見たくない4年前のVTR
『過ぎたるは、なお、及ばざるが如し』、孔子の言葉と言われています。意味は・・・
行き過ぎているのは道理の上からはかえって及ばないのと同じ。
今日までに行われた衆議院議員選挙で民主党が圧勝する勢いです。
このまま行くと単独過半数の241議席どころか、全体の2/3を超える321議席の獲得の可能性も出てきました。
与党の自民党・公明党は大物議員の落選が相次ぎ、海部俊樹氏が56年ぶりに元首相として落選するなど大変な事態になっています。
私自身はどちらかというと現政権には批判的でしたので、この結果はある程度は望ましいと感じています。
しかし自公政権の崩壊は4年前の郵政選挙での『自民党圧勝』から始まった独断政治が要因の一つだと考えるのであれば、今回の結果は
4年前のVTR
を見ているようで心配です。与党の大物議員に小沢一郎氏が(通称)『小沢ガールズ』を刺客として送り込んだやり方は『郵政民営化』に反対し離党した議員たちに『小泉チルドレン』を送り込んだ手法と同じ。

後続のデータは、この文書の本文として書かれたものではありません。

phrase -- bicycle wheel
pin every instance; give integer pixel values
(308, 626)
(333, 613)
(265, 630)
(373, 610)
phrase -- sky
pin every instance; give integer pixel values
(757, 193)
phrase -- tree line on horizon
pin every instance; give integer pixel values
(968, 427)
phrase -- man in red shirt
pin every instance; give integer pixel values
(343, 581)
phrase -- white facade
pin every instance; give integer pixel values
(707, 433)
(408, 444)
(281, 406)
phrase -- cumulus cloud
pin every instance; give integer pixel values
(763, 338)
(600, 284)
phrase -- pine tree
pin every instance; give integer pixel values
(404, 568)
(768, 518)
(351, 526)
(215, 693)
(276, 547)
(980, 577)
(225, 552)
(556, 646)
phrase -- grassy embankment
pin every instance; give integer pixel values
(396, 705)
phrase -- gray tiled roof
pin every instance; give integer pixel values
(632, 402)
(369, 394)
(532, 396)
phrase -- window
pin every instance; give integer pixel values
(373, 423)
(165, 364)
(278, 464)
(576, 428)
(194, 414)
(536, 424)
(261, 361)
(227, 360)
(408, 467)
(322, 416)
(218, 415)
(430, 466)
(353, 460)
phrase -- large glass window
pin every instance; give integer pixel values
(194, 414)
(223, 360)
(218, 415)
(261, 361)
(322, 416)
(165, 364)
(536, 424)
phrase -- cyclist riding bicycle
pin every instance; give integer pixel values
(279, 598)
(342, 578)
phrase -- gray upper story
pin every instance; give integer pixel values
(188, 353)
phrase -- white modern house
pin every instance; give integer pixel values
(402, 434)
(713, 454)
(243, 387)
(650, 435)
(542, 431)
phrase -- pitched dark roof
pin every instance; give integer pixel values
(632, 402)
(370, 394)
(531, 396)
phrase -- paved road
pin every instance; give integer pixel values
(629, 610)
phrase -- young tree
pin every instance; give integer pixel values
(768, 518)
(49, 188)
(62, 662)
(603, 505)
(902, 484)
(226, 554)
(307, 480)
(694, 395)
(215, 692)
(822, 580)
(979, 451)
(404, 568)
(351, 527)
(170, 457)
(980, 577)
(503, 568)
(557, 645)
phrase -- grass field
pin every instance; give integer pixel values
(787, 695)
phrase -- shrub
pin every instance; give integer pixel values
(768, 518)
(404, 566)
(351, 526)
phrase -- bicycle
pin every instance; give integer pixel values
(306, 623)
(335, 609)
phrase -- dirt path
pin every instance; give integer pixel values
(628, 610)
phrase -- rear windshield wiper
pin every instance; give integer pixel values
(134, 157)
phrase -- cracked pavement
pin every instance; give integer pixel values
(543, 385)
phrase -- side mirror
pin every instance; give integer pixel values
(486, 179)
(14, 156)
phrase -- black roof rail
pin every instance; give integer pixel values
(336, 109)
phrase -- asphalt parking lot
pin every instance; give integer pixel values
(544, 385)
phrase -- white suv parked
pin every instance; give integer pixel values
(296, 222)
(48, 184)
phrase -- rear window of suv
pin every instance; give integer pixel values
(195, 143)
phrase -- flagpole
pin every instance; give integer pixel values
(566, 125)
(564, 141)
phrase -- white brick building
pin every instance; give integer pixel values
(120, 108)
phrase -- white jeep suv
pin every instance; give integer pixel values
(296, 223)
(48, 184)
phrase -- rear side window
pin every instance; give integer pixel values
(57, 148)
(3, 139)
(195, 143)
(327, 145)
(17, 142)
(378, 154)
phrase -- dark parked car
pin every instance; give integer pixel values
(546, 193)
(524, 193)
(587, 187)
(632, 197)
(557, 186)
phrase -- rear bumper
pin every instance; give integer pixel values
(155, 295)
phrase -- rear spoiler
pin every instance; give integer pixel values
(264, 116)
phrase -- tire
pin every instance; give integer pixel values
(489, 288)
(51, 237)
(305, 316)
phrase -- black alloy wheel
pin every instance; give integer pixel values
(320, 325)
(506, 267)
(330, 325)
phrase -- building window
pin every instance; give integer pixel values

選挙の結果は与党と野党の数字が逆転したものに近く、やはり4年前に酷似しています。
念願の『政権交代』が実現したものの、自公政権が行ったこの4年間の反省を生かせないと民主党も同じ轍を踏むことになります。まさしく
過ぎたるは、なお、及ばざるが如し
だと思います。何事も勝ち過ぎは良くない。民主党幹部がこのことを胸に刻んで政権を運営してくれることを望みます。